This entire thread has been a game-changer for me too! I'm relatively new to investing and had some significant losses in 2023 that I'm carrying forward - about $14,500. Like everyone else, I was completely confused about how these carryovers actually work in practice. What's been most eye-opening is realizing that capital gains actually HELP you use up your loss carryovers faster, not slower. I had been avoiding taking any profits this year because I thought it would somehow interfere with my ability to claim the full $3,000 deduction. Turns out that's completely backward! Reading through all these examples, especially seeing how losses first offset gains with no limit before the $3,000 rule even kicks in, has completely changed my investment strategy. I actually have about $5,000 in unrealized gains right now that I was hesitant to take, but now I understand that taking those gains would let me use $5,000 of my carryover losses PLUS still get the full $3,000 against my ordinary income. This community really shows the power of people sharing their real experiences and confusion. Sometimes these complex tax rules make so much more sense when explained by regular people dealing with the same situations rather than trying to decode IRS publications. Thank you all for such a thorough and helpful discussion!
This thread has been absolutely incredible! As someone who's been lurking in this community for a while but never posted, I finally had to jump in because this exact situation has been driving me crazy for months. I have about $19,000 in capital loss carryovers from some really poor investment decisions in 2022-2023, and I've been so confused watching TurboTax apply way more than $3,000 of them this year. Like literally everyone else here, I was convinced there was some kind of software error because I "knew" you could only use $3,000 per year, period. Reading through all these explanations - especially the clear breakdown that losses first offset capital gains with NO LIMIT, and only then does the $3,000 cap apply to ordinary income - this has completely blown my mind. I actually have about $8,000 in capital gains this year from some recovery in my tech stocks, so TurboTax was correctly using $8,000 of my carryover losses against those gains, plus allowing another $3,000 against my regular income. What really gets me is that I've been beating myself up thinking I was somehow "wasting" my loss carryovers by having gains this year. Turns out having those gains is actually helping me use up the carryovers more efficiently! Instead of taking 6+ years to exhaust them at $3,000 annually, I'm using $11,000 in just one year. This community is amazing for helping people understand these complex rules through real examples and shared experiences. Thank you all for such patient and thorough explanations - you've saved me from making some seriously bad investment decisions based on my misunderstanding!

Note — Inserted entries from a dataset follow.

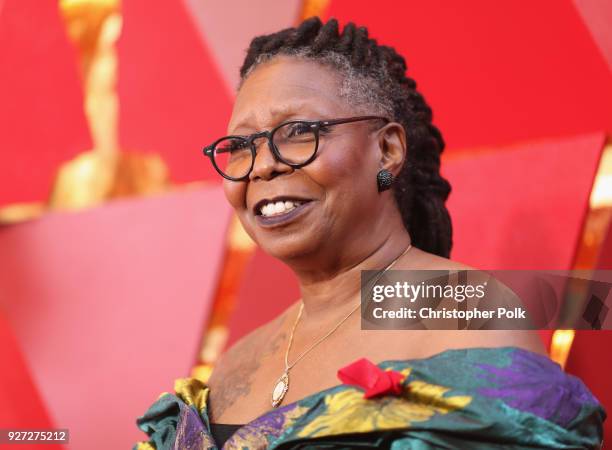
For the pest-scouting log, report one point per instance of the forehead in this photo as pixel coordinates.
(284, 88)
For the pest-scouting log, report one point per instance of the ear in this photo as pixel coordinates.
(393, 147)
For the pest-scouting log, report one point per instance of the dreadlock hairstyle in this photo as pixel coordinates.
(374, 79)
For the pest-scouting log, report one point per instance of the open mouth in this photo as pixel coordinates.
(279, 209)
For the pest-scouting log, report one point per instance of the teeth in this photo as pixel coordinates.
(275, 208)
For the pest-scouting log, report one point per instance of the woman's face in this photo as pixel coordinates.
(336, 193)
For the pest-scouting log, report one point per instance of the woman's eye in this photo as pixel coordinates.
(298, 129)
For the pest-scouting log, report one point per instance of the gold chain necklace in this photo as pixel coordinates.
(282, 384)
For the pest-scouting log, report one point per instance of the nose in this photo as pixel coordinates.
(266, 165)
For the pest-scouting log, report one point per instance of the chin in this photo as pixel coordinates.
(290, 246)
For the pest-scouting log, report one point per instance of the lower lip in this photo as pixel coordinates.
(285, 218)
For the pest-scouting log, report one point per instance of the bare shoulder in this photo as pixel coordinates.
(248, 348)
(428, 261)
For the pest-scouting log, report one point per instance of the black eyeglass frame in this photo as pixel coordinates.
(315, 125)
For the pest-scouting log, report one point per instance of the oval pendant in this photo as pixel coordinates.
(280, 389)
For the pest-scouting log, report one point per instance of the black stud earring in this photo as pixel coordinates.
(384, 179)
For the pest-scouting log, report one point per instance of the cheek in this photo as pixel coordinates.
(235, 192)
(346, 165)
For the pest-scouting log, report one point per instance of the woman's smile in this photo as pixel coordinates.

This has been such an enlightening thread for all of us! I'm also new to dealing with capital loss carryovers and had the exact same confusion. I've been carrying forward about $12,000 in losses from some bad stock picks in 2023, and when I saw TurboTax applying more than $3,000 of them this year, I was convinced something was wrong. Like everyone else here, I had completely misunderstood how the system works. I thought the $3,000 was a hard cap on ALL loss usage, not realizing it only applies to losses used against ordinary income. The explanation that losses first offset capital gains dollar-for-dollar with no annual limit has been a total revelation. I actually have about $4,000 in capital gains this year from some investments that recovered, so now I understand that TurboTax is correctly using $4,000 of my carryover losses against those gains, plus the full $3,000 against my regular income. That's $7,000 of my $12,000 carryover used in one year - much faster than the 4 years I was expecting! This thread really shows how valuable community knowledge sharing is. Sometimes complex tax rules are much clearer when explained through real examples by people dealing with the same situations. Thanks to everyone for taking the time to share their experiences and help newcomers like me understand these tricky concepts!
I've been through a very similar situation with DraftKings and can offer some additional perspective on the sessions method. After working with a tax attorney who specializes in gambling cases, I learned that the sessions method isn't just about convenience - it's actually the most legally defensible approach for frequent online gamblers. The key insight my attorney shared is that the sessions method better reflects the "economic substance" of your gambling activity. When you're betting continuously throughout a day on the same platform, treating each individual wager as separate creates an artificial inflation of both wins and losses that doesn't match the economic reality of your gambling behavior. For your specific situation with $815k in winning sessions and $246k in losing sessions, you're absolutely correct to use these figures. The $3.1m in total transaction losses becomes irrelevant once you've chosen the sessions method - mixing methodologies is exactly what gets people in trouble with audits. One thing I'd add that others haven't mentioned: consider the timing of when you actually received payouts versus when sessions closed. Some gamblers get tripped up by cash-out timing, especially with promotional bonuses or delayed settlements. Make sure your session calculations align with when you actually had access to winnings, not just when bets were placed or resolved. Also, document any promotional credits or bonuses separately - the IRS sometimes scrutinizes how these are handled in session calculations.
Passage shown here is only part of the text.